I am impressed. The bunch of you are die hard fisherpersons.
(I'm learning to be politically correct) Hi Sophie...
I've been known to get up before dawn to canoe in sub 40° air.
Note air, not wind. It was freakin' cold out there in the wind.
I 'm not quite right, and lean to the extreme, but fishing in that
cold wind was more than I would deal with.
(years ago yes, not anymore...)


----------



## tom_in_orl (Dec 9, 2006)

Great report as usual.
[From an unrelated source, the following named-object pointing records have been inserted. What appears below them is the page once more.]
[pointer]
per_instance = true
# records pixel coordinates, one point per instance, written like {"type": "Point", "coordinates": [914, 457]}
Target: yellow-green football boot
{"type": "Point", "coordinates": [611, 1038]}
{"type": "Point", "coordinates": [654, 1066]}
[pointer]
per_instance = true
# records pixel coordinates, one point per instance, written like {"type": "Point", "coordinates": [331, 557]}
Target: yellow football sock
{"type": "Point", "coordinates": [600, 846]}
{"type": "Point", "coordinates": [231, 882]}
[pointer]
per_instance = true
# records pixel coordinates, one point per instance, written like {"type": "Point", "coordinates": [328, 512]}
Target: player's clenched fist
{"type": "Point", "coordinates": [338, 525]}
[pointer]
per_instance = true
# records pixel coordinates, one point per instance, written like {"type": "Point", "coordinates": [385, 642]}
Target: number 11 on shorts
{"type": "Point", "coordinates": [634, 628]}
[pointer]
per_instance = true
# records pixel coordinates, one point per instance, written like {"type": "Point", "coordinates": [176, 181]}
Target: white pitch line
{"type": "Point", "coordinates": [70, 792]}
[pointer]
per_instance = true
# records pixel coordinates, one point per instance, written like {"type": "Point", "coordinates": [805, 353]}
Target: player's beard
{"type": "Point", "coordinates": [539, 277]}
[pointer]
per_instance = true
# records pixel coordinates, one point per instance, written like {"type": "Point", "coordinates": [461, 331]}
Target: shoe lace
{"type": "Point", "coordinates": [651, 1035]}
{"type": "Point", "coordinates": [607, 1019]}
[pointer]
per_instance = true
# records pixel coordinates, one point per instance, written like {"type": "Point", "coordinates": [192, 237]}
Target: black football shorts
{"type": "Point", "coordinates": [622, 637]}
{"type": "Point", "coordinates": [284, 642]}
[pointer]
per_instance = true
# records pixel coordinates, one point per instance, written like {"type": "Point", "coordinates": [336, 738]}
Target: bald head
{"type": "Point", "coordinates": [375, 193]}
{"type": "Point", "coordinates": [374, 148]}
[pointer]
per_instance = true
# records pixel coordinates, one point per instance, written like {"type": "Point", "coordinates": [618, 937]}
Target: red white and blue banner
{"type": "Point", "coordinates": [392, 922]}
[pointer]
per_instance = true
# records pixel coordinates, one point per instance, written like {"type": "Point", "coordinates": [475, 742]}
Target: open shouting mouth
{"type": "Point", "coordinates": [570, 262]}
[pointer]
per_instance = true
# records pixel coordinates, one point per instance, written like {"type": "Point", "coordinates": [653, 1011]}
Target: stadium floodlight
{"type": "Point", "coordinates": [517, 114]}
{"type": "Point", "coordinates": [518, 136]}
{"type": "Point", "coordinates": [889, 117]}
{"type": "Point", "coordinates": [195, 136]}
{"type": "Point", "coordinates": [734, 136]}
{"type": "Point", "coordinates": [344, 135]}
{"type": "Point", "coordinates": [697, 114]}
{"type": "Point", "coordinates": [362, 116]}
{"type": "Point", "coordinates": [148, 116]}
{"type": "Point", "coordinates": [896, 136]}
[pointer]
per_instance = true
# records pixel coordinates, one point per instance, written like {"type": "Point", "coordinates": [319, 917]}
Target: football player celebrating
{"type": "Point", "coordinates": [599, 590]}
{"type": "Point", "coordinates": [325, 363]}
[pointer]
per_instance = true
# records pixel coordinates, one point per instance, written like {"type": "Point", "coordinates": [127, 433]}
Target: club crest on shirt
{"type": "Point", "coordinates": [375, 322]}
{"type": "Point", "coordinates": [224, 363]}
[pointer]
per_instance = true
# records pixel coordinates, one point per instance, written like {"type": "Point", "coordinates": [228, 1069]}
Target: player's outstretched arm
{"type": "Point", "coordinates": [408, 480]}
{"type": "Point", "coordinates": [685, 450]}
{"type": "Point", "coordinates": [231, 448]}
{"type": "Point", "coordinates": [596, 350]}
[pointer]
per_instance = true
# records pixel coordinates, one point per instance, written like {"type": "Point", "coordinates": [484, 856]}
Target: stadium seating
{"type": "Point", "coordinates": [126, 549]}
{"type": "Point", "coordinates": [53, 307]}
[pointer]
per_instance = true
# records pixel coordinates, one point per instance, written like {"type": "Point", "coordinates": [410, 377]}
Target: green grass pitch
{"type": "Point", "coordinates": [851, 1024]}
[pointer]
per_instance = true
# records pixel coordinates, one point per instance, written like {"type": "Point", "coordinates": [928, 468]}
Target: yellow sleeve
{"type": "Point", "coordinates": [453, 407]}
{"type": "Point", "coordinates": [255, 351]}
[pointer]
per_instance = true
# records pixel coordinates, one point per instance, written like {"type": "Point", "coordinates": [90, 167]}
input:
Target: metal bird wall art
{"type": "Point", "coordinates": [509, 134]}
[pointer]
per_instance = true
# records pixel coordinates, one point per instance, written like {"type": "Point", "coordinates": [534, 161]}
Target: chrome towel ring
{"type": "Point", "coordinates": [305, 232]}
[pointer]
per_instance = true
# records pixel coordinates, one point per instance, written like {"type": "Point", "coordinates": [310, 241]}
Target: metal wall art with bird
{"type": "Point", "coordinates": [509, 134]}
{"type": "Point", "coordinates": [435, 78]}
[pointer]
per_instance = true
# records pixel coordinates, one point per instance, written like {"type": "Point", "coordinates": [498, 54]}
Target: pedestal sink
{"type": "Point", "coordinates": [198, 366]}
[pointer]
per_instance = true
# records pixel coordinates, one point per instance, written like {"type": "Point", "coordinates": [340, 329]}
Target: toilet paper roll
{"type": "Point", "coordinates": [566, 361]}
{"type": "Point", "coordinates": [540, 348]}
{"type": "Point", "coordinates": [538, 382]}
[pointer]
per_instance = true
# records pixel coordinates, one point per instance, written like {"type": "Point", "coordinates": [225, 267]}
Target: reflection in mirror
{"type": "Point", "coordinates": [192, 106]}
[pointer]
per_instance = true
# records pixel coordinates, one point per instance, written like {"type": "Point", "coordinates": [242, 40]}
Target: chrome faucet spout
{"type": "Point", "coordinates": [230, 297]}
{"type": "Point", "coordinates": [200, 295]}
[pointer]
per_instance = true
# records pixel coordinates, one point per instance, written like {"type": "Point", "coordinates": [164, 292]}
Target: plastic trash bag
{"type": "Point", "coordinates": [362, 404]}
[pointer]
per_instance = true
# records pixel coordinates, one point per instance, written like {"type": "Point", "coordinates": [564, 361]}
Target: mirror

Look forward to doing it again when the weather is more cooperative.


----------



## Flyline (Mar 3, 2008)

I'm going back out there and try to get that 27" red that I almost boated him [email protected] [smiley=frustrated.gif] [smiley=frustrated.gif] [smiley=frustrated.gif]


----------



## HaMm3r (Dec 11, 2006)

Alright, do you guys remember the kayaker we passed going into the creeks? (Tom, Blake and I saw them staked out later in the morning.) That was Todd and Christian, some regulars back there. They did what I usually do and let themselves get stranded by the low tide and kept fishing until there was enough water to leave. Here's their report from the same day...bottom line, we should have stuck it out and not worried about the tide. [smiley=frustrate2.gif]



> Christian and I headed out Sunday wishing we could have gone Saturday. It was really windy. But after running into some big reds at low tide that wouldn`t eat we moved out of the flats area and into the creeks. There were dozens of reds just sitting at any of the holes. Christian caught over 15 reds and a few trout then gave up on me as they were all ," baby reds I don`t want," he says . I caught over 25 reds ,over a dozen trout and 4 flounder. Nothing had any size to them but was still fun to keep catching. All fish caught on fishbites chartruesse pepper jerkbaits on 1/4 ounce slayer inc jig heads.


----------



## litlblusrn4bigred (Jan 8, 2007)

Man, would love to go ahng out there some time. great job guys!!


----------